Pasaron quince días en los que intenté por todos los medios estar lo más relajada posible. Y funcionó. Volvía a tener un volumen de líquido normal. Suspiré con alivio y alegría.

Trabajé hasta la semana 34 de embarazo, cuando, según lo establecido por la sanidad pública, se realiza la última ecografía para los embarazos normales. Todo estaba bien. Menos mal. Desde febrero hasta finales de abril el tiempo voló.  A punto estuve durante el proceso de ser diagnosticada como diabética gestacional, pero escapé por los pelos. Eso sí, tuve que pasar dos veces por la prueba interminable de la glucosa. No me pareció especialmente asqueroso aquel líquido que me supo a fanta hiperedulcorada. Pero, para mí, glotona sin límite conocido, estar en ayunas hasta las once y pico de la mañana suponía un castigo insufrible. 

Cosas de la vida, en la semana 38 decidí pasar por la consulta privada para saber si el ginecólogo era capaz de predecir si mi parto se acercaba. Entonces volvió a ocurrir. Silencio. Un larguísimo silencio. Cara de preocupación en el doctor. Otra vez los riñones. - Puede que sea algo relativamente común y que no le afecte en su vida normal.- explicó.- O, te lo tengo que decir, no puedo afirmar con seguridad que no sea un tumor.
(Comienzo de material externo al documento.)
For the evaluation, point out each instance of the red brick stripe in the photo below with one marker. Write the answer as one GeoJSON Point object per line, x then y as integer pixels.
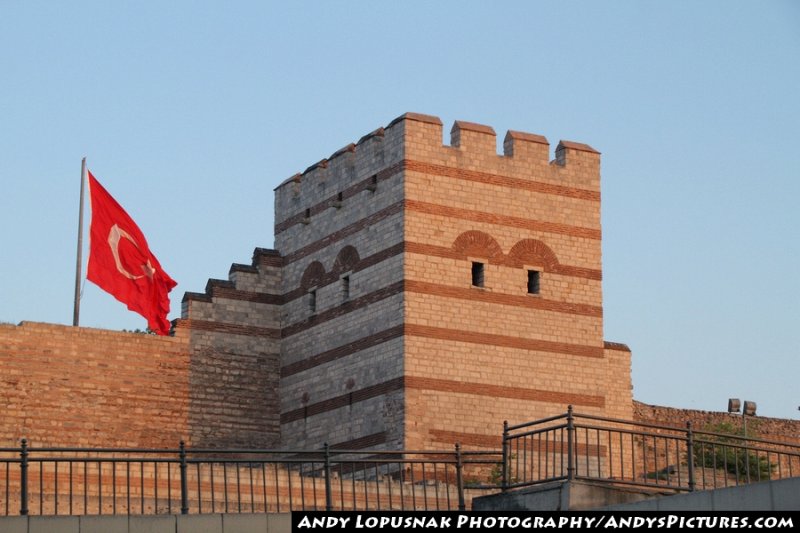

Con el informe que el ginecólogo me hizo, fui a la matrona de la seguridad social que me había hecho el seguimiento de mi embarazo y me derivó al hospital para que, con una nueva ecografía, establecieran la importancia de la malformación y actuaran en consecuencia. El diagnóstico que me dieron allí descartó por completo la presencia de un tumor y me indicaron que, hasta que la niña naciera, no había nada más que ver o que hacer. Así que volvieron a hacerse largas las semanas y acrecentaban mis deseos de tener a esa bichita en mis brazos para comprobar que "todo estaba bien". Por algún mecanismo que se escapa a mi entendimiento, estuve relativamente tranquila con respecto a la malformación renal de mi bebé. Quizás porque,  hasta que di a luz, todos mis miedos y preocupaciones volvieron a centrarse casi de forma exclusiva a la infinidad de situaciones que podían darse en el parto. 

El parto. Ese es otro cuento.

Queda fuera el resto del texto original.